What WCPSS is proposing

The Wake County Board of Education’s budget proposal seeks a minimum wage increase to $16 per hour for non-certified staff costing $8.1 million. That money would also fund a $0.25 to $0.40 difference in pay between each experience level to ensure people receive higher pay with years of experience.

The state’s minimum wage increase is to $15 per hour next year and does not include increases that ensure people with more experience and paid more in light of the minimum wage increase.

The school system must also pay for the full minimum wage increase for locally employed workers, who are not paid by the state.

The school system is also floating a 2.5% local salary supplement increase for teachers, assistant principals and principals, costing nearly $4.9 million. For teachers, that would add between about $172 per year to $338 per year.

In earlier budget discussion, school system officials have noted a pending “fiscal cliff” from the federal stimulus funds running out.

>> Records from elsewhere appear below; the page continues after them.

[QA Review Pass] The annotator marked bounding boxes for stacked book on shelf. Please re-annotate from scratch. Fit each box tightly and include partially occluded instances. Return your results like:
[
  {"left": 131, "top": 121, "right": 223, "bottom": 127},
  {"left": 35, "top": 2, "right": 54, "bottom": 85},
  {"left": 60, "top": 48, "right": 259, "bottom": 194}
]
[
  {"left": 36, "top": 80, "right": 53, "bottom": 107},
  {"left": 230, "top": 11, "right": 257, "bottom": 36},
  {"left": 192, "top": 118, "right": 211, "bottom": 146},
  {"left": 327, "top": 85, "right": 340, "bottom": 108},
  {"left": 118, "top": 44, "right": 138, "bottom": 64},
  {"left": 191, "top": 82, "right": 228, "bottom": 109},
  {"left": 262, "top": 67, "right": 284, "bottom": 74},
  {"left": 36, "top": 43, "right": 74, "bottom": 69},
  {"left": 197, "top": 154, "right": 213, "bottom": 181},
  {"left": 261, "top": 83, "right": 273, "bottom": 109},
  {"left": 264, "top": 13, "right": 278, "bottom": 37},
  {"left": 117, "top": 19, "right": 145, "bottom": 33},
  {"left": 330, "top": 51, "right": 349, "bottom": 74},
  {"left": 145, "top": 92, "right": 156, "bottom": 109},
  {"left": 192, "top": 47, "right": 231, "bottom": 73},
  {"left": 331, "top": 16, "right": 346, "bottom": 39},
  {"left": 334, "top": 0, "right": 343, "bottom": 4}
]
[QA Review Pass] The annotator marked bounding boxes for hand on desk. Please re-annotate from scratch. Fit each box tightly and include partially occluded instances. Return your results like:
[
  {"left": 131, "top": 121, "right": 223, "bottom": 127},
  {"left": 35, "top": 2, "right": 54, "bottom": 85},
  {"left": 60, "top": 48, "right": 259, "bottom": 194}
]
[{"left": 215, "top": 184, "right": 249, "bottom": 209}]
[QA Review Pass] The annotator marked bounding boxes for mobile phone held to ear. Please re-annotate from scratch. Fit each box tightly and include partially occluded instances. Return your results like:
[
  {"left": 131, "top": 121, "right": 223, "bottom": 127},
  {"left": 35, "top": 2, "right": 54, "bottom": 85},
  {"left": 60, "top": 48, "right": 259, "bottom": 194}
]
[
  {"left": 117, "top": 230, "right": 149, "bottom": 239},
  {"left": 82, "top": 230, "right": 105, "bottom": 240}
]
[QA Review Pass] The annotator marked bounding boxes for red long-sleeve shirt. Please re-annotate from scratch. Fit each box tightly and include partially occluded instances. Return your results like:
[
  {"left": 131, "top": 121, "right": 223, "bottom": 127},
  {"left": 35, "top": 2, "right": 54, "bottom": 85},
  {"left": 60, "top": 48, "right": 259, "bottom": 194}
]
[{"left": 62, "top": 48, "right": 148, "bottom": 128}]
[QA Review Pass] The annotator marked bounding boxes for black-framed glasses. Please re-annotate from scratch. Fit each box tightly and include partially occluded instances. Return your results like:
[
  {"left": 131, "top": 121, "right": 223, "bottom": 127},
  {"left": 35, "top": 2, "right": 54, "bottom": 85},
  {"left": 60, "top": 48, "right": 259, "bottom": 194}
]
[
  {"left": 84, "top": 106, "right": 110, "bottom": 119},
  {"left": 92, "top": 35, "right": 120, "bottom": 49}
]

The “fiscal cliff” wouldn’t happen next year but rather in the 2023-2024 school year, when the school system would begin asking the county to spend $8 million annually on dozens of new employees, such as social workers and health administrators. While federal stimulus funds pay for those positions now, those positions actually stem from the school board’s decision in 2018 to create a plan to improve and increase behavioral health supports at school.

While children’s mental health needs have increased significantly during the pandemic, those needs had already been rising — and fast — prior to the pandemic.